Basti pensare che su oltre mezzo milione di imprese industriali, ben 182 mila hanno un solo addetto e 150 mila dichiarano di fatturare meno di 50 mila euro, mentre solo il 23% degli addetti lavora in imprese di grandi dimensioni. Nell’industria meccanica, il pezzo forte del nostro export, sono attive più di 40 mila imprese, e sebbene la dimensione media sia relativamente meno bassa (13.8 addetti) circa due imprese su cinque non hanno nessun dipendente a parte il titolare. In altri settori della manifattura, come ad esempio il tessile e l’alimentare, la dimensione media è abbondantemente al di sotto dei dieci addetti, mentre ovviamente nell’industria chimica e in quella dei mezzi di trasporto i numeri sono più grandi, anche se non si va oltre i 40 addetti in media.
Il confronto con i paesi Ue aggiunge una dimensione all’anomalia del nostro tessuto produttivo.

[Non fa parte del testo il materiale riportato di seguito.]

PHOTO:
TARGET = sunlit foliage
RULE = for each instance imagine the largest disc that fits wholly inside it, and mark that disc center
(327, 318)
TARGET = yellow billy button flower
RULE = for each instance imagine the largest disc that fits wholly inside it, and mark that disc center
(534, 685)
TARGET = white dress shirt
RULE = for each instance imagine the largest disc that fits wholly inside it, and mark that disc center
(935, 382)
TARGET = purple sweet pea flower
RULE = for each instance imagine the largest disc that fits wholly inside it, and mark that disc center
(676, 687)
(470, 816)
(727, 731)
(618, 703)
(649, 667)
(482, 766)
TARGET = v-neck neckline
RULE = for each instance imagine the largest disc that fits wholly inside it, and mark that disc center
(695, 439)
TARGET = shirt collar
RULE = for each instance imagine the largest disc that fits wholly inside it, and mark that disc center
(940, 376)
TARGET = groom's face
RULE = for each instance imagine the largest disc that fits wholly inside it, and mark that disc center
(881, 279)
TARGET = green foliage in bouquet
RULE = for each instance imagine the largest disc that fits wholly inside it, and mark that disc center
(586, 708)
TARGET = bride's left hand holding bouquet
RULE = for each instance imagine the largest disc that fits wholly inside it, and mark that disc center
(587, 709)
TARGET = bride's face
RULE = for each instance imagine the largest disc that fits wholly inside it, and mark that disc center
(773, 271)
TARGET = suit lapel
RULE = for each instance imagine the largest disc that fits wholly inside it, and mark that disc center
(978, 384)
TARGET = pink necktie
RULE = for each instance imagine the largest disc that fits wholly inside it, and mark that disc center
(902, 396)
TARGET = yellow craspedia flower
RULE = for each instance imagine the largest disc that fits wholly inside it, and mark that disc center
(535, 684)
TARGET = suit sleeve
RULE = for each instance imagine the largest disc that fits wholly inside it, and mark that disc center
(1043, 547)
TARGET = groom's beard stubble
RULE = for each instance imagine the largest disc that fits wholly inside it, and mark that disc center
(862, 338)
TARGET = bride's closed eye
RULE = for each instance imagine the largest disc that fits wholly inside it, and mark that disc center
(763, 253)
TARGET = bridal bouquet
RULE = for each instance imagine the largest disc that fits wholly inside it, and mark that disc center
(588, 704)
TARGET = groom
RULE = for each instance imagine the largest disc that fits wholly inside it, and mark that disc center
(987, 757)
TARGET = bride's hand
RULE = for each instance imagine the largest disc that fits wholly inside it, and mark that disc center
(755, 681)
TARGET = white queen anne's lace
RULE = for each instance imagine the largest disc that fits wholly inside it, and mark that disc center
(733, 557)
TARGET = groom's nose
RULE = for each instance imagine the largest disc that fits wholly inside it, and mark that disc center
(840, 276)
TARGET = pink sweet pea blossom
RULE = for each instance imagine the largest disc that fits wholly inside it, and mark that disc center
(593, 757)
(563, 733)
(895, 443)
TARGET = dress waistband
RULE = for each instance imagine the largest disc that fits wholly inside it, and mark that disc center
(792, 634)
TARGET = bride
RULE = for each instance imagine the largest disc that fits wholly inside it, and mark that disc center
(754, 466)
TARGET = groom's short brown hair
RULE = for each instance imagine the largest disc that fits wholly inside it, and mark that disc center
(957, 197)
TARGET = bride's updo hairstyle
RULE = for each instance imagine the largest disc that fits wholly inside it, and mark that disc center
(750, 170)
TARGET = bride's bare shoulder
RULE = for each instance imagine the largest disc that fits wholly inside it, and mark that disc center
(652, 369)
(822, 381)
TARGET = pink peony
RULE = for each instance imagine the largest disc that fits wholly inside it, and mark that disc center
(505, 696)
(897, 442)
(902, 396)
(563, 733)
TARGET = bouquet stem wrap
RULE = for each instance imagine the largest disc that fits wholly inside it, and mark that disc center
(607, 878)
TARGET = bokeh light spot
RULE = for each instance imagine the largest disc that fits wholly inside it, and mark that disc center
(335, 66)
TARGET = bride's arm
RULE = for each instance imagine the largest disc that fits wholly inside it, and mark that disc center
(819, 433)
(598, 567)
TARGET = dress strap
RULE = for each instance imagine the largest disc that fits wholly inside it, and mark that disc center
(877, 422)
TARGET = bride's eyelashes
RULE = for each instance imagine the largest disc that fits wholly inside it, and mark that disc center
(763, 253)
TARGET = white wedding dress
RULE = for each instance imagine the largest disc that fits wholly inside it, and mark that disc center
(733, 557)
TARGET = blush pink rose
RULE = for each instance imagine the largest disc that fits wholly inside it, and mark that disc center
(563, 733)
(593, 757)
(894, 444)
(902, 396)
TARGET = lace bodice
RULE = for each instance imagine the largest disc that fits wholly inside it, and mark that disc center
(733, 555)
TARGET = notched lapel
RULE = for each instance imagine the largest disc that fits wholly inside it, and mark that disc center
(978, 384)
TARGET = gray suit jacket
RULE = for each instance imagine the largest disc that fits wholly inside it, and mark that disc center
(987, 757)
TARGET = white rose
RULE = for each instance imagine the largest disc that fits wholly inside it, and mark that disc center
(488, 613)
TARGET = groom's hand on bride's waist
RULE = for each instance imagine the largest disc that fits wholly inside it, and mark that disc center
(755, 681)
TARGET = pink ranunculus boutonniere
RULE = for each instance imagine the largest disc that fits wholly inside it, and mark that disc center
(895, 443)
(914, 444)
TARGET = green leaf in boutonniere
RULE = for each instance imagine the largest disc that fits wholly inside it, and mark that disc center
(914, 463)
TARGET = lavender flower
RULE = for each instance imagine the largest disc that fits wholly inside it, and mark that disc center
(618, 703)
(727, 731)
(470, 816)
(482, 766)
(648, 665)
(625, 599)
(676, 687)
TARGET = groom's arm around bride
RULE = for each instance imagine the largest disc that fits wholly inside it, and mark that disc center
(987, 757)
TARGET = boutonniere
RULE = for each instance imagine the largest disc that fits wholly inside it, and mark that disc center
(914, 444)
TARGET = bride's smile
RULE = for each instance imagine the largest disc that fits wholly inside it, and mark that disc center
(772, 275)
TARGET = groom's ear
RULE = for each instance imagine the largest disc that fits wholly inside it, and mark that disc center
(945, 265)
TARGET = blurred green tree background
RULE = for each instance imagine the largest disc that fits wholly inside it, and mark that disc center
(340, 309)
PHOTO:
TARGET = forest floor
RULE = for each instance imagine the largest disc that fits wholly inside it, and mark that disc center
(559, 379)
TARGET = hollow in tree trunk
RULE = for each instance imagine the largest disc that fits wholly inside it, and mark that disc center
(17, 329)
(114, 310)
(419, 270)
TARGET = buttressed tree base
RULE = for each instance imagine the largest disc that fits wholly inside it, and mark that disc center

Secondo i dati diffusi da Eurostat pochi giorni fa e riferiti al 2003, nell’industria manifatturiera abbiamo il doppio delle imprese attive in Germania e quasi la metà degli addetti, il che significa una dimensione media quattro volte inferiore, con un costo medio del lavoro di un terzo più basso (31 mila euro contro 44) e margini lordi di profitto più elevati. Altro che cuneo.
Un’occhiata infine alle ragioni sociali restituisce una realtà che è capitalista solo nei rapporti con il mondo del lavoro. Le ditte individuali sono la stragrande maggioranza: (2.8 milioni, 1.6 addetti in media). Il resto sono società, la maggior parte di persone mentre sono solo 618 mila le società di capitali (più o meno una su sette), le quali con 13 addetti in media assorbono il 70% del lavoro dipendente. Anche queste comunque rischiano poco: e così dai 4 milioni e spicci si arriva al paludato mondo delle meno di 300 imprese quotate nell’asfittica borsa di Milano.